Whole service response needed to current pressures

by Paul Briddock

10 February 2017


This week, the NHS has dominated the media and we’ve been closely following the BBC NHS Health Check which has delved further into the issues surrounding the health sector. 

Despite continued coverage about the current challenges the NHS is facing, it’s been useful to see a detailed account from the BBC examining a variety of topics, from ‘Inside the A&E’ through to social care services. It’s important to inform the public of the issues facing the NHS, however, an understanding of the wider health sector is essential to fully grasp why the NHS is facing these challenges and what can be done about them. We welcome this week’s BBC’s exploration into the UK’s health system.    
Nick Triggle’s article, ‘Ten charts that show why the NHS is in trouble’ highlights the background and context of the financial pressures the system is facing. If the public and those working in the sector read one article this week, this should be it. This explores factors such as how much funding the NHS receives, standards and targets for patient care, and the pressures of an aging population. Other coverage also examines the problems the social care system is facing, such as an estimated £2.6bn funding gap by 2020, and the knock-on impact this has on the health sector. Reports also reference the recent NHS Improvement Q2 figures which found 34.8% of delayed transfers of care are up compared with the same quarter last year. 

The media have also explored the progress of the government’s £5.3bn Better Care Fund, which was designed to improve the working relationship between health and social care services. Although the fund has made a positive contribution to the integration of services over the year, we welcome any additional support to help streamline the process. However, the social care issue is vast and more is needed to be done in order to make a meaningful impact. 

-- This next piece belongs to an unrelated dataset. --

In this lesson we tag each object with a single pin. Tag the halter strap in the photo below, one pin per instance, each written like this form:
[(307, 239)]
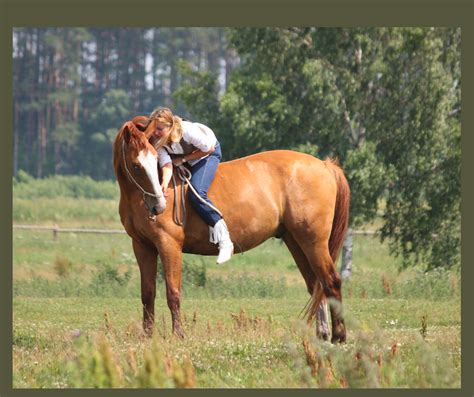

Expenditure from foreign patients has been a sticking point in the media for several weeks. Charges to overseas patients is an aspect of the health system that needs to be considered, but addressing these costs is not a quick fix to the NHS crisis. It’s important the public understands the expenses of treating overseas patients within the larger context. Cost efficiencies in this area are welcome and necessary, but they are unlikely to make a large impression on the overall £22bn funding gap that the NHS needs to bridge, so in context, a real representation of this in the media is needed. 

The NHS is under severe financial pressure and directors of finance have seen this coming for a while. However, it is not just a finance issue that finance people can rectify alone – the whole service needs to work together, under strong leadership, to transform the current situation. It’s important the media refrain from scare-mongering, but instead provide a reality check on the pressures the NHS is under and expected to deliver against. 

In overall terms, the media coverage that the NHS has received this week has largely been a true representation of the challenges the NHS is facing and is very much welcomed in making the public aware of these complex issues.